Près de 50 centimètres de neige tombés en 24 heures entre le mardi et le mercredi 1er décembre ont désorganisé les transports publics, scolaires et la circulation dans tout le Genevois. La température sibérienne qui a suivi cet épisode neigeux a causé un chaos hivernal sans précédent. Pénurie de sel, de pelles à neige, de pneux d’hiver, de chasse-neige ont surpris la population et plus encore les autorités. Forcément au 21ème siècle, un demi mètre de neige en automne est beaucoup plus difficile à gérer qu’un crash économique sur la place financière ! En tous les cas, la Haute-Savoie aura prouvée qu’elle n’a pas besoin de canon à neige pour les Jeux Olympiques et qu’elle n’a nul besoin de construire de nouvelles de pistes de ski : ses routes sont parfaites pour le ski de fond ou la luge !

Piste de ski de fond : la route entre Viry et Veigy !

Mais revenons à la Course de l’Escalade ! Les organisateurs ont déployé une énergie folle pour venir à bout de la banquise qui avait recouvert le Parc des Bastions et la Vieille Ville de Genève. Jusqu’au vendredi soir, la météo laissait présager une annulation aux plus pessimistes. Les plus optimistes n’ont pas baissé les bras et ont relevé leurs manches : un énorme bravo et un grand merci !

Les sportifs, jeunes et moins jeunes, coureurs, marcheurs et marcheuses nordiques ont bravé des températures négatives avoisinant les – 10 degrés à 8 heures du matin : respect à eux pour leur engagement et leur effort !

Pour ma part, après quelques hésitations la veille, je ne pouvais me résoudre à abandonner la partie, les ailes gauloises fièrement relevées étaient là pour nous porter ! Les marcheuses nordiques de l’ASJ 74, fidèles au poste, prenaient le départ à 8h20 à la douane de Veyrier, prêtes à relever le défi ! Un grand merci à Catherine, notre coach, qui malgré la fièvre et quelques heures de sommeil difficile, tenait la barre et motivait ses troupes.

Cinq cent Nordic Walkers s’élançaient dans la bonne humeur et jouaient des bâtons sur une piste verglacée mais ne tardaient pas à rejoindre la queue du peloton des walkers partis 10 minutes plus tôt. Je dois dire que les bâtons m’ont semblé représenter un net avantage pour garder l’équilibre et sécuriser sa progression.

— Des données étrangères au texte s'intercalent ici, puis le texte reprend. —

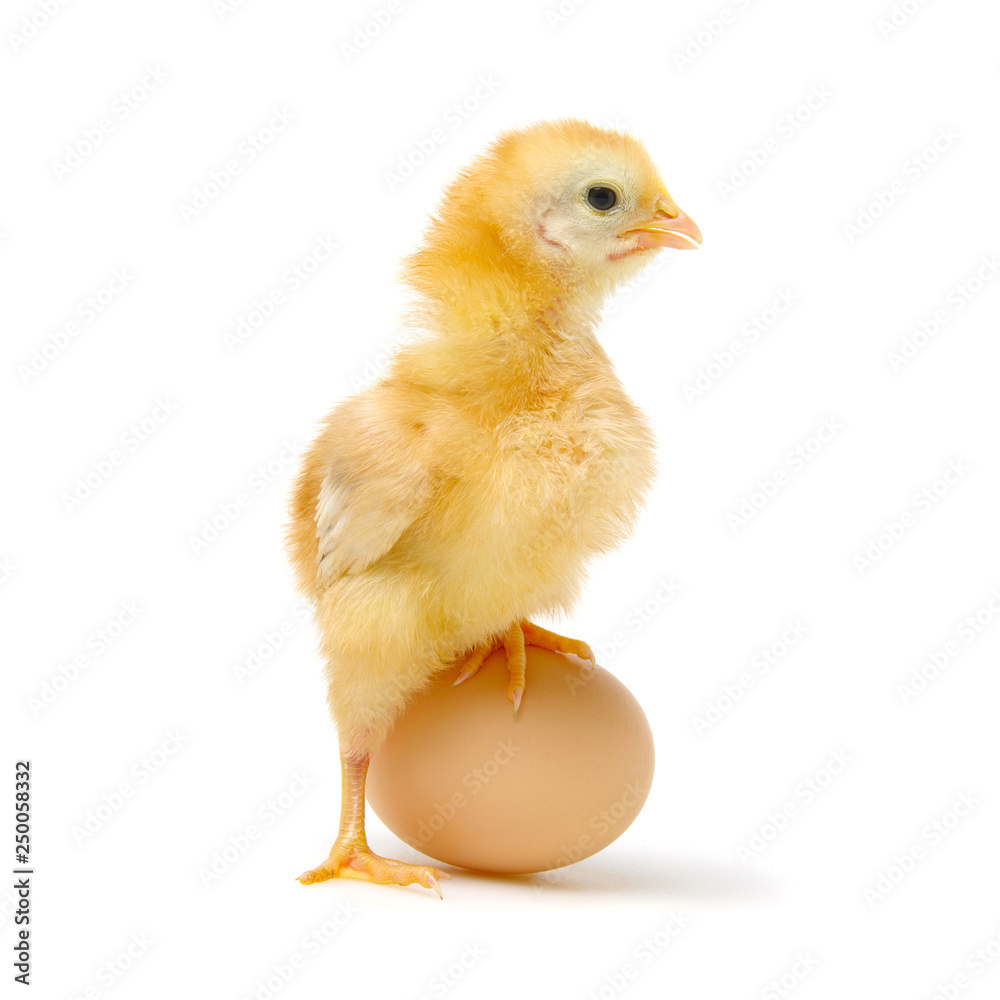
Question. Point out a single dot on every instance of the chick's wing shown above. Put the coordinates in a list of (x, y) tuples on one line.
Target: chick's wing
[(374, 486)]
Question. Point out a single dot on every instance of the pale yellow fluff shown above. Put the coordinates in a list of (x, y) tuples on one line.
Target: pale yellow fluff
[(468, 487)]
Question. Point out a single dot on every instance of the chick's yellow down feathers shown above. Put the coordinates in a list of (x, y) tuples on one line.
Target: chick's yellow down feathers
[(465, 491)]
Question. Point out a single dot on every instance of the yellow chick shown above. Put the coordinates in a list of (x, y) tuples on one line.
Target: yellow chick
[(464, 492)]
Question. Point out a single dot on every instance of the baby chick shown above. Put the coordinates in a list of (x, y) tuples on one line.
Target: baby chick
[(465, 491)]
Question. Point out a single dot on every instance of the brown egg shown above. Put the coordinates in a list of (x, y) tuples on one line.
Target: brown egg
[(462, 780)]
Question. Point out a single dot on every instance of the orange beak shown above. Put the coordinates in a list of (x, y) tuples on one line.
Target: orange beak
[(669, 227)]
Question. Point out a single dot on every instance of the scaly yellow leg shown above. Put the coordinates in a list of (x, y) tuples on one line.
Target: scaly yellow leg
[(350, 856)]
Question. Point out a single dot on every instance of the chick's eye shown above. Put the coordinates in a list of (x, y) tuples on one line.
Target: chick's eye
[(602, 198)]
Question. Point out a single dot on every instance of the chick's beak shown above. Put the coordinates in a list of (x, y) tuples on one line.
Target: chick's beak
[(669, 227)]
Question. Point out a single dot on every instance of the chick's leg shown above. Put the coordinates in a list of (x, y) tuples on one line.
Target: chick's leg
[(350, 856), (513, 642)]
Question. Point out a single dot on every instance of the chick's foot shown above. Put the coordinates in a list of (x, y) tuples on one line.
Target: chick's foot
[(513, 642), (352, 858)]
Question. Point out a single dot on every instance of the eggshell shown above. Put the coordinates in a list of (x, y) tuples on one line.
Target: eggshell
[(465, 782)]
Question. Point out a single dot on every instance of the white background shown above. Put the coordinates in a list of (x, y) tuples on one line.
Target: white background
[(122, 908)]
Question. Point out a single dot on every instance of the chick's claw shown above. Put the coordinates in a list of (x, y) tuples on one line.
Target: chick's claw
[(513, 642), (355, 860)]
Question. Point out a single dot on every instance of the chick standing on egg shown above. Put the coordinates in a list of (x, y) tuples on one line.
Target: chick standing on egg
[(466, 490)]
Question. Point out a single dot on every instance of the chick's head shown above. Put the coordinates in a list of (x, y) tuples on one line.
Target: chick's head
[(581, 200)]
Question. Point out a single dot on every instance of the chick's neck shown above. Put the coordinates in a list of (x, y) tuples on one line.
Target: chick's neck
[(505, 324)]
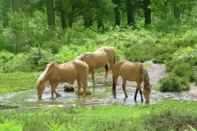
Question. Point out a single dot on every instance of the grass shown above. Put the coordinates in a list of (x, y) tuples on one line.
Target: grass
[(17, 81), (168, 115)]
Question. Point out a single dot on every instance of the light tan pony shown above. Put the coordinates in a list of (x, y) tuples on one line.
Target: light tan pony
[(67, 72), (102, 57), (132, 72)]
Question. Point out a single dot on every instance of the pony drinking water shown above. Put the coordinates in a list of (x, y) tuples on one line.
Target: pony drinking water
[(132, 72)]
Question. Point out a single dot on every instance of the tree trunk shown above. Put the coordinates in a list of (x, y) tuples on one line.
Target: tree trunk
[(147, 12), (117, 16), (130, 4), (50, 13), (63, 19)]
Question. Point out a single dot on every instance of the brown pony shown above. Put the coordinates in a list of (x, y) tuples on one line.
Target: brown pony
[(102, 57), (67, 72), (132, 72)]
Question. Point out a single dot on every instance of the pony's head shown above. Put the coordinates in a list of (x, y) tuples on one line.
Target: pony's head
[(147, 87)]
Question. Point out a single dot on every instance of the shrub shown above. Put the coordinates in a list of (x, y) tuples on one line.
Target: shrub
[(173, 83), (26, 62), (183, 70)]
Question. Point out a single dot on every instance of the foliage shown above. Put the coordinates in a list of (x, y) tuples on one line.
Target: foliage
[(106, 118), (17, 81), (173, 83)]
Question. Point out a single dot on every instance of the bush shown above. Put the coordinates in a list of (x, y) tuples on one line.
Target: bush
[(26, 62), (173, 83), (183, 70)]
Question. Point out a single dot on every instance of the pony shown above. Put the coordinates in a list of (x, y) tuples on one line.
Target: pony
[(132, 72), (67, 72), (102, 57)]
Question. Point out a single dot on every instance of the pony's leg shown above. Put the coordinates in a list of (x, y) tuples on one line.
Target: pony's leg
[(53, 87), (93, 80), (79, 87), (124, 89), (106, 73), (135, 96), (142, 100), (140, 89), (114, 86)]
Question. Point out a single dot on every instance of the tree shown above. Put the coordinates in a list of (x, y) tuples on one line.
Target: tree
[(50, 13), (130, 7), (117, 12), (147, 12)]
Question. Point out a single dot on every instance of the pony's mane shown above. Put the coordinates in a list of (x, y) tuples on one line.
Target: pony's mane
[(45, 72)]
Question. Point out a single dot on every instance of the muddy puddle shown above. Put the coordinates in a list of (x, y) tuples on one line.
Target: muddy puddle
[(101, 96)]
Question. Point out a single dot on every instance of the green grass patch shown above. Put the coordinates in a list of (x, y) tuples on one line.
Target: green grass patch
[(17, 81), (166, 116)]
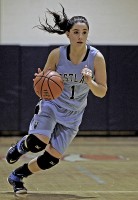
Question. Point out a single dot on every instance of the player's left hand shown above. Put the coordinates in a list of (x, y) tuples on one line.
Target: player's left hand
[(87, 73)]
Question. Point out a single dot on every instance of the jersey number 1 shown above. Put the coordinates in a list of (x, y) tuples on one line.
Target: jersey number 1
[(72, 92)]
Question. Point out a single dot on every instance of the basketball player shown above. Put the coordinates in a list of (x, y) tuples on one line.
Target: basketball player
[(56, 122)]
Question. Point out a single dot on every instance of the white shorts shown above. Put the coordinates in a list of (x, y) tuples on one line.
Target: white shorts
[(58, 124)]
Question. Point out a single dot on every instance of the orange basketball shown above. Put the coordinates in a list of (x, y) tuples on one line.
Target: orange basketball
[(48, 85)]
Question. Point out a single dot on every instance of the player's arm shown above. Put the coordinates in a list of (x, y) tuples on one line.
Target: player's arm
[(52, 60), (98, 86)]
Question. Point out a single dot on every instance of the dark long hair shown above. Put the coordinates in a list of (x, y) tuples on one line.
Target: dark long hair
[(62, 22)]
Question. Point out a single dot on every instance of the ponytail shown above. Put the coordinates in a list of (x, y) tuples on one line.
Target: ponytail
[(61, 22)]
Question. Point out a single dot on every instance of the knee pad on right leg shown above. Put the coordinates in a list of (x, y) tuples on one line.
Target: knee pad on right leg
[(34, 144)]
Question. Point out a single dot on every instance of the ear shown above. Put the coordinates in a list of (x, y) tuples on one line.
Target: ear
[(67, 33)]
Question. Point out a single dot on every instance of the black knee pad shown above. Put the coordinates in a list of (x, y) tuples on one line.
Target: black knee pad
[(46, 161), (34, 144)]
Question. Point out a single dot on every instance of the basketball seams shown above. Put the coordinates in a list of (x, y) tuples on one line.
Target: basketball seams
[(48, 85), (42, 85), (50, 88)]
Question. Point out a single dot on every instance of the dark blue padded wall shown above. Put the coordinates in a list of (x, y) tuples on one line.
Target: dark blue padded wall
[(123, 88), (9, 87), (117, 111)]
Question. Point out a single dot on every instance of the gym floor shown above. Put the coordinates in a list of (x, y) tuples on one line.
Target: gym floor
[(100, 168)]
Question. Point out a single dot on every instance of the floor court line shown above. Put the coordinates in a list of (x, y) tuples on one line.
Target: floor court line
[(72, 192)]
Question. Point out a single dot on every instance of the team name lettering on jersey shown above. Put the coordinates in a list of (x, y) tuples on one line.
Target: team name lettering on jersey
[(72, 78)]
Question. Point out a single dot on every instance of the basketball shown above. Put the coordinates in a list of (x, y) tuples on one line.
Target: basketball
[(48, 85)]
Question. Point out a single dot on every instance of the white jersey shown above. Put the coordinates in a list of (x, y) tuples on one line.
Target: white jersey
[(74, 95)]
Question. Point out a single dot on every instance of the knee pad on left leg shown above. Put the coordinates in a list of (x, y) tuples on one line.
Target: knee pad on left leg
[(34, 144), (47, 161)]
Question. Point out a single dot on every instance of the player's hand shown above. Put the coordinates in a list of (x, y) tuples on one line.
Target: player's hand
[(39, 71), (87, 73)]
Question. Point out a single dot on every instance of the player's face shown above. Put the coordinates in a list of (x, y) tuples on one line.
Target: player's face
[(78, 34)]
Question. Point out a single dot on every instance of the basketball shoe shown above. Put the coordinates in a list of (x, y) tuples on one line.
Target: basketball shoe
[(16, 151), (16, 181)]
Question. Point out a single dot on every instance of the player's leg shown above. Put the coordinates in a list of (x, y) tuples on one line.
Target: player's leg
[(28, 143), (42, 162)]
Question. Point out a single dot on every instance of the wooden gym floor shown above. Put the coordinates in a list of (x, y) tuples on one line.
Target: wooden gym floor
[(93, 168)]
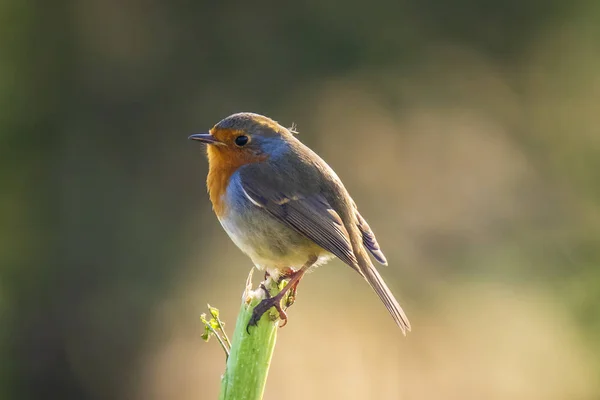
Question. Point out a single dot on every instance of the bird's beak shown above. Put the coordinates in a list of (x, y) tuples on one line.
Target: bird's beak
[(206, 138)]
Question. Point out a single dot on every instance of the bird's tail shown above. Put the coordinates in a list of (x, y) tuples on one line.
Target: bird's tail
[(376, 281)]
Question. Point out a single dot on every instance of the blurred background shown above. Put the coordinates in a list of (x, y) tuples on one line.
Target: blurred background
[(467, 132)]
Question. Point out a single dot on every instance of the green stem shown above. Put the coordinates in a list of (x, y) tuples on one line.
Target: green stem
[(248, 364)]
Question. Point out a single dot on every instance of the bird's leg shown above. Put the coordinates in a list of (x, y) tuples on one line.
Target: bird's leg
[(275, 301)]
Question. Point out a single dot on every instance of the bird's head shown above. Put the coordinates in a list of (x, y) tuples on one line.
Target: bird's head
[(244, 138)]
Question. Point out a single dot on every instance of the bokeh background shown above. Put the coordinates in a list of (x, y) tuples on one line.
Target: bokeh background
[(467, 132)]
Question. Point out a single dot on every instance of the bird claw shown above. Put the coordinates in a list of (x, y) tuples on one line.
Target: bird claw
[(264, 306)]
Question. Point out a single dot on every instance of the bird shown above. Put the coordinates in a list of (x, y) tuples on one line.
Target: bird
[(285, 207)]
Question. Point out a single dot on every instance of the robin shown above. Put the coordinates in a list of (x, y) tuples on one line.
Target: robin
[(284, 207)]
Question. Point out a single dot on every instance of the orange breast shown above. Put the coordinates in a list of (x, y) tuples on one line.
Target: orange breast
[(223, 161)]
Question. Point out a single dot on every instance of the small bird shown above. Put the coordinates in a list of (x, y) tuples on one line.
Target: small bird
[(284, 207)]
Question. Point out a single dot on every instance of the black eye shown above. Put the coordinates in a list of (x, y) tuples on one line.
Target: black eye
[(241, 140)]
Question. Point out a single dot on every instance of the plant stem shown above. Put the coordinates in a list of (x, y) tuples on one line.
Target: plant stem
[(248, 364)]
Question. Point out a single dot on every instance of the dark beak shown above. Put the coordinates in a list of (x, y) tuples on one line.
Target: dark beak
[(205, 138)]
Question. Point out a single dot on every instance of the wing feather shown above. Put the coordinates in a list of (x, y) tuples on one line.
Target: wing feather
[(309, 214)]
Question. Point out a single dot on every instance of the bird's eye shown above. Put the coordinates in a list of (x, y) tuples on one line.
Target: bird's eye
[(241, 140)]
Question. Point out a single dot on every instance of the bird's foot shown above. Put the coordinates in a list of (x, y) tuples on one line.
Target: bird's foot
[(264, 306)]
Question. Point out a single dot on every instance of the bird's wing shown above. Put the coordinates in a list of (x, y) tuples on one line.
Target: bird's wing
[(304, 209), (369, 239)]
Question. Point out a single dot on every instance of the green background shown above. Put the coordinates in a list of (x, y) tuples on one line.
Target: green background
[(467, 131)]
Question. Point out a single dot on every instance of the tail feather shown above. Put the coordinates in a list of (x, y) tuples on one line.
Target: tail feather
[(378, 285)]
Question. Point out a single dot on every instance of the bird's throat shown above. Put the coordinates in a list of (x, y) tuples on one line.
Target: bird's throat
[(222, 163)]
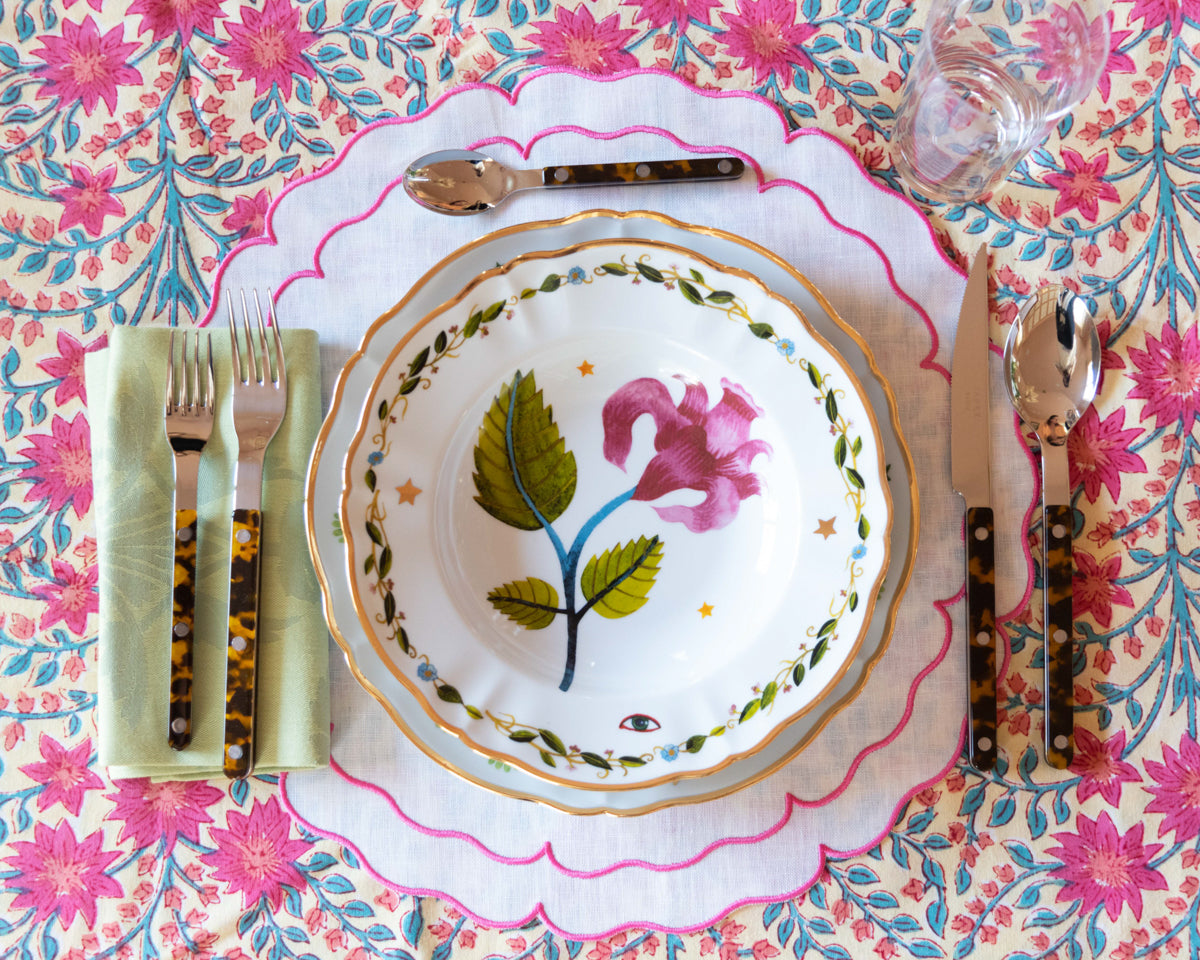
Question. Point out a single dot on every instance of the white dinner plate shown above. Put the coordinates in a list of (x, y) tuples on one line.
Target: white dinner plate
[(357, 383), (616, 515)]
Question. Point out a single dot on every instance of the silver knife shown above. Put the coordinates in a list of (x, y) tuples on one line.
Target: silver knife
[(971, 477)]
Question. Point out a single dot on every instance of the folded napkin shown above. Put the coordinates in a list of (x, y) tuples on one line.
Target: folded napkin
[(132, 471)]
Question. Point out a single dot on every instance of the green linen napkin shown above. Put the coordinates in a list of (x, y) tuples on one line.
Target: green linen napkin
[(132, 471)]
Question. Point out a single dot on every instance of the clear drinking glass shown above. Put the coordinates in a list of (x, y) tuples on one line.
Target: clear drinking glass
[(989, 82)]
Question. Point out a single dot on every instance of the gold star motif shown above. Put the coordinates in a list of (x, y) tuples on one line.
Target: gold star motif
[(408, 492)]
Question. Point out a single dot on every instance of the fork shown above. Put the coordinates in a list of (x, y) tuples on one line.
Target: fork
[(259, 402), (187, 419)]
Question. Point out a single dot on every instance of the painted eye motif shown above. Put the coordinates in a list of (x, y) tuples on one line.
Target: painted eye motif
[(640, 723)]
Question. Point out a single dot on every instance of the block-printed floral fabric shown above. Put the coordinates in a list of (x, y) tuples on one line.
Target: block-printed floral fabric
[(142, 139)]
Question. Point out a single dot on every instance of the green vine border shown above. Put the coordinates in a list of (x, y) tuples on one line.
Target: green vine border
[(447, 343)]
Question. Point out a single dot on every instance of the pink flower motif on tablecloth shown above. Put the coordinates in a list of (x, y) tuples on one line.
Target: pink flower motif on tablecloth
[(1099, 453), (576, 40), (1081, 186), (249, 215), (1177, 791), (701, 449), (1067, 42), (67, 366), (1103, 867), (63, 774), (1156, 12), (87, 199), (1099, 766), (84, 66), (166, 18), (57, 874), (256, 856), (159, 813), (60, 465), (70, 597), (268, 46), (659, 13), (1168, 378), (1117, 61), (1096, 588), (767, 37)]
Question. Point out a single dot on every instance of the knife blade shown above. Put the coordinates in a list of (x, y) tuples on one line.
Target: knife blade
[(971, 477)]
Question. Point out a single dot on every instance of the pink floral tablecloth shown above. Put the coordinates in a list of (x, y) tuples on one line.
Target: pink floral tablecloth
[(139, 142)]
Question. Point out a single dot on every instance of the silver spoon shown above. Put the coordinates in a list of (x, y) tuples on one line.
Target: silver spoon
[(462, 181), (1053, 367)]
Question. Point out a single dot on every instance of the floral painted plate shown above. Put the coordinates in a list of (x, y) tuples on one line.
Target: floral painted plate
[(616, 515)]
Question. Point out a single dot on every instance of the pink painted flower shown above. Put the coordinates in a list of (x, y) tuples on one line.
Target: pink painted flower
[(1099, 766), (268, 46), (166, 18), (1117, 61), (249, 216), (60, 465), (1099, 453), (1177, 791), (70, 597), (63, 773), (1156, 12), (767, 37), (85, 66), (57, 874), (576, 40), (1067, 45), (1168, 378), (87, 198), (1096, 588), (1081, 186), (154, 813), (1103, 867), (67, 366), (659, 13), (256, 856), (700, 449)]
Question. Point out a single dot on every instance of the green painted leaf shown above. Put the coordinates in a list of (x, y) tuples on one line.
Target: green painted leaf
[(552, 742), (690, 292), (531, 603), (540, 465), (618, 581)]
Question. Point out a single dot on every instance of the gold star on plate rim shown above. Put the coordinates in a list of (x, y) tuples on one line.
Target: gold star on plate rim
[(408, 492)]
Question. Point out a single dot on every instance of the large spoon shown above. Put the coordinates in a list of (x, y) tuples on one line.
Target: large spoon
[(462, 181), (1053, 366)]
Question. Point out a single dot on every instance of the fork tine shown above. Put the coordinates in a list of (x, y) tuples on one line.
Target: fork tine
[(171, 375), (233, 340), (281, 378), (264, 372)]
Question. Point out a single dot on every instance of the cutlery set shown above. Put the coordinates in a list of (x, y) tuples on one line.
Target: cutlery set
[(1051, 369), (258, 406)]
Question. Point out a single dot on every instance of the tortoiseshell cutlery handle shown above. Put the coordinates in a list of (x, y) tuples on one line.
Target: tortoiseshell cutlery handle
[(183, 630), (646, 172), (243, 646), (1060, 624), (981, 535)]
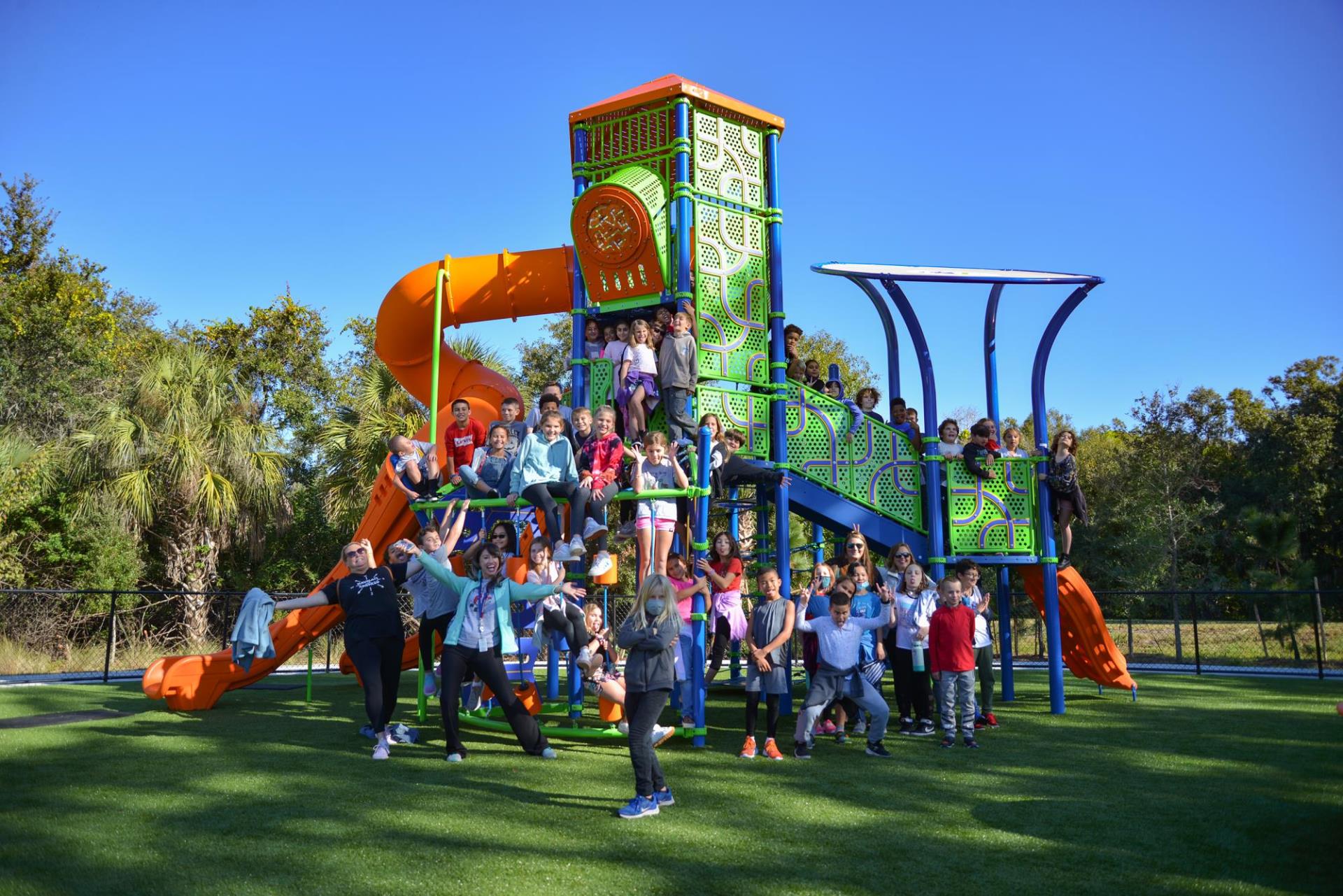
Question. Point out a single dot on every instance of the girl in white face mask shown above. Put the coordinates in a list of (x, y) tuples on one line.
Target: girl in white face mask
[(649, 634)]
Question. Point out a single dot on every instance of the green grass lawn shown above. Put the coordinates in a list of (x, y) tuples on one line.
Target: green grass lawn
[(1211, 785)]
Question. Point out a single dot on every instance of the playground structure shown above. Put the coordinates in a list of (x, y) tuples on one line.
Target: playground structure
[(677, 203)]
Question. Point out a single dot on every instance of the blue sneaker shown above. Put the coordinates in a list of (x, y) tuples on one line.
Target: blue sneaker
[(638, 808)]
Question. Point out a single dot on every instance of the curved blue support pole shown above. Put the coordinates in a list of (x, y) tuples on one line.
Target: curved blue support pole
[(888, 325), (1053, 637), (578, 390), (994, 413), (697, 606), (778, 421), (937, 535)]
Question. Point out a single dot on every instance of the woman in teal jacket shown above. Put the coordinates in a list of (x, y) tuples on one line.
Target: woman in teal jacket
[(478, 637)]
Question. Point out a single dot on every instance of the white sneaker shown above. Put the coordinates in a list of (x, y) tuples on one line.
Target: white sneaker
[(601, 564)]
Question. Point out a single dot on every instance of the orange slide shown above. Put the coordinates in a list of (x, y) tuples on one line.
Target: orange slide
[(477, 289), (1088, 649)]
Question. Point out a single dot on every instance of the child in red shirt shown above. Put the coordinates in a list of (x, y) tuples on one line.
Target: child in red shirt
[(951, 639), (462, 437)]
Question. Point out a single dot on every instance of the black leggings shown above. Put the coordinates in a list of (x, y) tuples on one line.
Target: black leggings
[(722, 640), (914, 690), (543, 496), (642, 711), (489, 667), (429, 625), (379, 665), (591, 504), (570, 624), (772, 712)]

Le froid nous poussait à accélérer le rythme pour se réchauffer, portés par une ambiance géniale, rythmés par quelques musiciens et spectateurs motivés postés tout au long du parcours. Un panorama fantastique entre Salève et Jura, illuminé d'un lever de soleil somptueux sur fond de ciel bleu signaient un moment magique et donnaient des ailes aux concurrents !


J’en oubliais la course et le chrono, et prenais le temps de photographier tant de beauté et immortaliser cet instant unique… J’en oubliais le froid et l’effort, pour au final boucler les 8 kilomètres en 1h09’21’’ avec seulement 40 secondes de plus que l’année passée ! Ce qui est incroyable c’est qu’à aucun moment je n’ai eu mal aux jambes ou ressenti un léger essouflement ! Et le lendemain, aucune courbature ! Comme quoi des conditions exceptionnelles permettent de se surpasser et repousser un peu plus ses limites. Comme lorsqu’on gravit un montagne, plus elle est élevée, plus l’effort fourni est intense, plus intense est la satisfation et le bonheur ressentis à l’arrivée.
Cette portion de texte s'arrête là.